Nahiri rimase in silenzio, ma la sua espressione tesa rispose per lei. No. No, non potevano. Era la maga più potente a loro disposizione e in più erano in un piano che sembrava essere fatto per rispondere alla sua magia. Avevano bisogno di lei. “Dopo tutto ciò che ho fatto per il Multiverso, non dovrebbe finire così” disse. “Non è giusto.”

“E non finirà così” disse Melira. Lanciò a Nahiri la sfera che si era portata con sé. Si fermò a metà strada e riprese a ruotare lentamente. “Sei forte. Stai lottando. Ora lotterai ancora più duramente per Mirrodin e per il tuo futuro.”

Nahiri annuì lentamente. “E se fossi già infetta, posso mostrare a questi Phyrexiani infami quanto può essere letale una figlia di Zendikar prima che abbiano la meglio su di me.”

“Bene” disse Melira. “Quindi ora combattiamo e dopo ti curo.”

Nahiri annuì e si mise accanto a Melira.

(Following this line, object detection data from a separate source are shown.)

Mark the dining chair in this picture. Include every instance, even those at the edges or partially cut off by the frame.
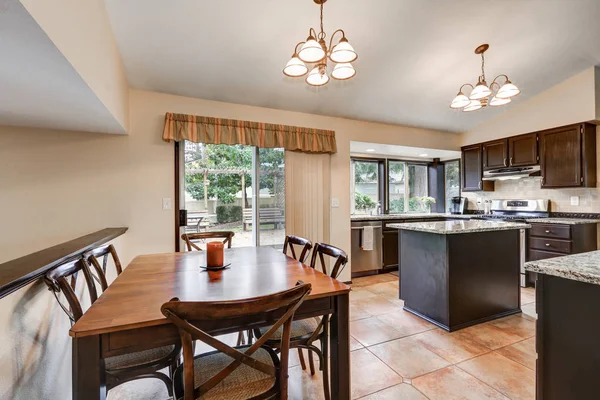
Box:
[161,282,311,400]
[44,259,181,396]
[283,235,312,263]
[83,244,123,292]
[254,243,348,400]
[181,231,235,251]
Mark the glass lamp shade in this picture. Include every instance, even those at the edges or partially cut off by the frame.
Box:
[490,94,511,106]
[463,100,481,112]
[331,63,356,80]
[298,37,325,63]
[329,38,358,63]
[496,80,521,99]
[306,64,329,86]
[283,54,308,78]
[469,81,492,100]
[450,92,471,108]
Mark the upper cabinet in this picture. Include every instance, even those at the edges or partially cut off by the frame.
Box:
[460,144,494,192]
[482,139,508,170]
[539,124,596,188]
[508,133,540,167]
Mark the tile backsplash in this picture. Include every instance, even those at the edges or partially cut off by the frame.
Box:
[463,177,600,213]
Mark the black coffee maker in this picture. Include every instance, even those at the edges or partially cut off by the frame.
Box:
[450,196,468,214]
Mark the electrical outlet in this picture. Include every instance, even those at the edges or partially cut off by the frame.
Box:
[571,196,579,206]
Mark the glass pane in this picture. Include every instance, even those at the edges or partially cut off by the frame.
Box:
[388,161,406,214]
[407,165,428,212]
[444,160,460,212]
[258,148,285,249]
[352,160,379,214]
[185,141,254,248]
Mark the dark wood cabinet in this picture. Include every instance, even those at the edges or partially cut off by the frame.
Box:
[508,133,540,167]
[539,124,596,188]
[460,144,494,192]
[482,139,508,170]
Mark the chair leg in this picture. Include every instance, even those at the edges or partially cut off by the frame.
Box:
[308,350,315,375]
[298,347,310,371]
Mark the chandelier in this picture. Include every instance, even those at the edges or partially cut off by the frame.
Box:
[450,44,521,112]
[283,0,358,86]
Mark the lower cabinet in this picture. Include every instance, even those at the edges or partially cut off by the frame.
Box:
[527,223,598,261]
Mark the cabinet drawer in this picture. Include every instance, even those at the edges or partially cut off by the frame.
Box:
[530,223,571,240]
[529,237,571,254]
[528,249,564,261]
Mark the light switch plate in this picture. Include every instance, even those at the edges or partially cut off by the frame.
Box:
[571,196,579,206]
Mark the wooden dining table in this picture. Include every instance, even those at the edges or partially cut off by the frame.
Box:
[69,247,350,400]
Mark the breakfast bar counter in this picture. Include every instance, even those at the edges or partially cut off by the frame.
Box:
[391,220,530,331]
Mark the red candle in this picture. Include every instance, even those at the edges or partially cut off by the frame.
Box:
[206,242,223,268]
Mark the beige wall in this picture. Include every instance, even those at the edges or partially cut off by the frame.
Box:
[20,0,129,133]
[461,67,600,145]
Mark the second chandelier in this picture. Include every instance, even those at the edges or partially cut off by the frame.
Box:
[283,0,358,86]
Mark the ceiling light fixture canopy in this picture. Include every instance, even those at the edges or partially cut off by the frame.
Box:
[450,44,521,112]
[283,0,358,86]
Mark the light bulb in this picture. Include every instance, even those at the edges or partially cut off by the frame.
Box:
[329,37,358,63]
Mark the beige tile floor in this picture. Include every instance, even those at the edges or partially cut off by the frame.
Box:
[108,274,536,400]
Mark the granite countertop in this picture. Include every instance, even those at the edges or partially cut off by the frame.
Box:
[388,220,531,235]
[350,213,473,221]
[525,250,600,285]
[526,218,600,225]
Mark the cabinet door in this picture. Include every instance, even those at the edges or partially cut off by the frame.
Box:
[383,229,398,268]
[460,144,482,192]
[508,133,539,167]
[540,125,582,188]
[483,139,508,169]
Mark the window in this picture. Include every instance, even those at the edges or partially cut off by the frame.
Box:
[444,160,460,212]
[351,159,381,214]
[388,161,406,214]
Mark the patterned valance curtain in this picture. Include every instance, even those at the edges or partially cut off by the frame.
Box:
[163,113,337,154]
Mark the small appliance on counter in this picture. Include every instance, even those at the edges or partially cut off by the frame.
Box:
[450,196,469,214]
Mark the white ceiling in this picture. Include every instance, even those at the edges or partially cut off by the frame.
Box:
[350,142,460,161]
[106,0,600,131]
[0,0,123,133]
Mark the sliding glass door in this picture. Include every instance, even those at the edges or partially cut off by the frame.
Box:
[179,141,285,247]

Le due tornarono insieme per unirsi agli altri. Era giunto il momento di andare.

Jace e Kaya si stavano preparando alla partenza e si erano sistemati su un carretto azionato manualmente che li avrebbe condotti nel sistema di tunnel connesso alle Fosse di Dross. Sembravano entrambi determinati ad affrontare qualunque cosa li attendesse, volti seri senza segno di preoccupazione.

Nahiri era un po’ invidiosa della loro sicurezza. La sua stava vacillando.

Poi Jace annuì e gli operatori fecero partire il carretto. Si allontanarono nell’oscurità.

Anche gli altri salirono sui propri carretti. Tyvar con Kaito, Nahiri con Melira e un gruppo di Mirran. Koth ne riempì uno insieme alla sua squadra di demolitori, finché non rimase solo Elspeth a doversi addentrare nell’oscurità. Si fermò a guardare l’accampamento che la circondava. Era così transitorio, temporaneo, eppure resistente. Era ciò che rimaneva della resistenza. Qui Mirrodin si sarebbe ripreso il suo destino e sarebbe risorto, danneggiato ma libero, oppure sarebbe passato alla storia tra i morti.

Dovevano vincere. Dovevano. Non solo per il Multiverso, ma per i Mirran che avevano dato la vita per portarli fin qui e per quelli a venire, che si meritavano molto più di questo piano distrutto.

Più determinata che mai, Elspeth salì sull’ultimo carretto, fece un cenno agli elfi addetti alla locomozione e iniziò a scendere nelle tenebre di Nuova Phyrexia.